We have a sort of modified izod machine to test it, but we are asked to find an easier and faster way.
There are two challenges as we internnally discussed: one is that sometimes the impacted area may not represent the brittleness of the whole part; another is that the part is quite small.

Also I was wondering if annealing the parts above the Tg will help reduce the brittleness?
 
You can't really do it faster for nylon. You need to leave the nylon in controlled humidity for a day or so in order to do the test. The test itself takes minutes so speeding up the test has no benefit, it's the waiting time for it it adsorb water that is the limiting factor.

As molded nylon is stiff with low elongation and impact. Once left in air the modulus halves and the elongation and impact go way up because the water from the air acts as a plasticizer.
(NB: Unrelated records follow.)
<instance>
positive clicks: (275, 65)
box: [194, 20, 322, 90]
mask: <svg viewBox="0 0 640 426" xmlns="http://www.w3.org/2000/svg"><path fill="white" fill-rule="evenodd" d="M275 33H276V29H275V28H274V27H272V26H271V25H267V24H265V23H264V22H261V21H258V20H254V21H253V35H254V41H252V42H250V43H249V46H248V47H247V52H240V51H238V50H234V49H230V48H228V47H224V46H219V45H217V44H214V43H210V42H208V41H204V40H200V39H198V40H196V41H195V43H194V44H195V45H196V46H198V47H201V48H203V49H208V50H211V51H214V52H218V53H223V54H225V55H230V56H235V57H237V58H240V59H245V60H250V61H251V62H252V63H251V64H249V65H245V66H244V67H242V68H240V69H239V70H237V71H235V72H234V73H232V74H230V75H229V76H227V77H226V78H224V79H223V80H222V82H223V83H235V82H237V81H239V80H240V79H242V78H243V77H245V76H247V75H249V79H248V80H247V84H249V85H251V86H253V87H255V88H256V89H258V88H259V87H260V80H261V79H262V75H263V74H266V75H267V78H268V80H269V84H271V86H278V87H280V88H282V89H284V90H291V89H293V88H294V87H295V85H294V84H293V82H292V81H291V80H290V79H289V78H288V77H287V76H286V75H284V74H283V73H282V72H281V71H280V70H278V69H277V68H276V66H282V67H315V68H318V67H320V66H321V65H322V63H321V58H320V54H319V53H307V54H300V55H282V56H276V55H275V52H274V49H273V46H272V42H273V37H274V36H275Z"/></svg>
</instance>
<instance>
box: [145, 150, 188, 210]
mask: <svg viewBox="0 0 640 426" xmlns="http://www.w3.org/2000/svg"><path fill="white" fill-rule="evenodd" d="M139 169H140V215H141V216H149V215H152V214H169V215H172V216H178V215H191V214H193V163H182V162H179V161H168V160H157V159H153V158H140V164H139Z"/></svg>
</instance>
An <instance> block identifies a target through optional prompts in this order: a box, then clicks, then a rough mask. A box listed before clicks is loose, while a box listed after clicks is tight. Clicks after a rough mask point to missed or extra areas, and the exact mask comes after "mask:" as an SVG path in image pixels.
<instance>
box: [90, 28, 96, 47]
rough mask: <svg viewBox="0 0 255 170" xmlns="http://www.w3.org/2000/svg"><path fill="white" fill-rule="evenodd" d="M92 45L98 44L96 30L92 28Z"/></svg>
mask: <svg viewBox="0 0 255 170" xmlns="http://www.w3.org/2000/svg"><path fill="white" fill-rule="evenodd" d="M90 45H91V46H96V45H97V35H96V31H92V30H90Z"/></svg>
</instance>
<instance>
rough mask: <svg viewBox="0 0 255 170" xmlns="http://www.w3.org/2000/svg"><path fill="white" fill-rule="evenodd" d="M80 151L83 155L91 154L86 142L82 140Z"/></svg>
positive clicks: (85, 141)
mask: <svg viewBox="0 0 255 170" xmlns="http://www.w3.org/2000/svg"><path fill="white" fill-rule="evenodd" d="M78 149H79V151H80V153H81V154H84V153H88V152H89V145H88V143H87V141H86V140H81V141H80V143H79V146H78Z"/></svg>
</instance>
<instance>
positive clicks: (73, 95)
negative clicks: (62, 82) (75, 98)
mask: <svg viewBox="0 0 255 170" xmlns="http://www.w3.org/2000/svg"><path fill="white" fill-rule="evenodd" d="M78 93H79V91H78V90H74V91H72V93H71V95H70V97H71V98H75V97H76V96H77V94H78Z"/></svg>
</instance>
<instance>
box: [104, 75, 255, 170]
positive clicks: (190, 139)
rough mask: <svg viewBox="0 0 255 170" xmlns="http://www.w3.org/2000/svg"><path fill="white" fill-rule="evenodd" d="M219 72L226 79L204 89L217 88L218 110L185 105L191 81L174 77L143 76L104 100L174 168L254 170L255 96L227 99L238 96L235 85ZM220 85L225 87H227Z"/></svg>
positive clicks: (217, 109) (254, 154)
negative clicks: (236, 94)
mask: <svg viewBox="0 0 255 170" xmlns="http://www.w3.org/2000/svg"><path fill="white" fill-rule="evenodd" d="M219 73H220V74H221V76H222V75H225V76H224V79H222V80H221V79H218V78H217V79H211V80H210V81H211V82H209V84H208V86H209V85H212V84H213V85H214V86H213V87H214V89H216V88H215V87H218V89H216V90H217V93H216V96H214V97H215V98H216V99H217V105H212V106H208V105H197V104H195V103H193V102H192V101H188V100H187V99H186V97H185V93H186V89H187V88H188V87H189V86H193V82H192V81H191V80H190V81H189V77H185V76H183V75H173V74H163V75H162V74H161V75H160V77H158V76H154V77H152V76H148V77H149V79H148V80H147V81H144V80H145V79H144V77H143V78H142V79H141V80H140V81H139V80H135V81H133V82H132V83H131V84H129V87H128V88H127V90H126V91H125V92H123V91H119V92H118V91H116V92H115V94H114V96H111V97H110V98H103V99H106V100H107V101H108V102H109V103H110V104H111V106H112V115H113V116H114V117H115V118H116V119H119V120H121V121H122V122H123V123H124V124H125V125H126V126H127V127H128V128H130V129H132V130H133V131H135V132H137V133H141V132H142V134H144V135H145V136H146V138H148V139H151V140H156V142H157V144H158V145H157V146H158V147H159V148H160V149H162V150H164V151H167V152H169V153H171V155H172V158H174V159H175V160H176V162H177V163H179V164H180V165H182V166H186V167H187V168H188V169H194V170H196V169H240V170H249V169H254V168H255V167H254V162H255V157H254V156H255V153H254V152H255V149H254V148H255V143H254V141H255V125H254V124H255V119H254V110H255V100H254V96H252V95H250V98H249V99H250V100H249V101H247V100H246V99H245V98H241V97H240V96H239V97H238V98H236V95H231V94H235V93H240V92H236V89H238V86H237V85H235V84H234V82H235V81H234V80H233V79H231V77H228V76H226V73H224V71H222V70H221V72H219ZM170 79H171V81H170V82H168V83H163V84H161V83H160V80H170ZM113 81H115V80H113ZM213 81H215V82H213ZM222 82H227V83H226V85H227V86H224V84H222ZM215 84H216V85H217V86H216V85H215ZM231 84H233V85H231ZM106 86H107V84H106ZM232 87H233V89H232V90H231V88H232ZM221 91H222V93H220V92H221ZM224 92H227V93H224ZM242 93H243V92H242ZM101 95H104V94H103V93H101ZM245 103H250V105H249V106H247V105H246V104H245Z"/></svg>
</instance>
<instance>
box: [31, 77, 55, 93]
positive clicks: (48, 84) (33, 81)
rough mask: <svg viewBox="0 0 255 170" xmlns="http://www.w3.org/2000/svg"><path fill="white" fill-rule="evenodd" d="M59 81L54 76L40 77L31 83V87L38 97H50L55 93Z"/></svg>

So, all as-molded parts will be brittle and the question becomes how can you get the water into your part faster so testing can start? I'd try a pressure cooker for a short time or boil in water for a few minutes (as you said the part is small a short time should work).

Chris DeArmitt

Expert consulting & training
 
Thanks Chris for the comment. We currently add water to it. We have two tests for brittleness, one is dry as molded, another is moisturized; as the part can be used dried or moisturized. The moisturized one is fine, while the DAM parts have large variations on the brittleness, and at different sections of the part (injection flowing end region, knitting region, or region w/o too much variation). We once thought the raw nylon material was inconsistent, however the RV were close before molded. There are small RV variations after molding (you know there is a limit for certain plant to truely control the process) and the variation does not relate well with the brittleness; measuring RV in plant after molding is out of plant ability and could taking too long. So we are looking if there exist a method to quickly check it out before packaging...
 
The part is an electrical component, Yes the part can be used in desert for solar equipment.
But with DAM we are quite aggressive on our QC, as even in desert the RH may never be zero. It is however one way we want to make a better product.
We do have product made of PA12 though, but that one is expensive.
 
I dont think annealing will help with brittleness. If the brittleness is due to chain scission caused by hydrolysis, annealing is not gonna restore molecular weight. I think annealing generally reduces free volume. That reduces mobilty which will increases brittleness.
 
Spectrophotometry was a means of detecting degradation of PVC samples at research of a major chemical plant.
 
Fastest method I can think of (per test) is a tack hammer and a skilled hand.

Doesn't solve the moisture issue, but it's a fast way to determine brittleness once your parts are conditioned.
 
This is a bit crude, but can you "shave" the part in a non-critical area with a razor blade? Dust = brittle, strings or chips = not so brittle. Don't shave the same area too many times.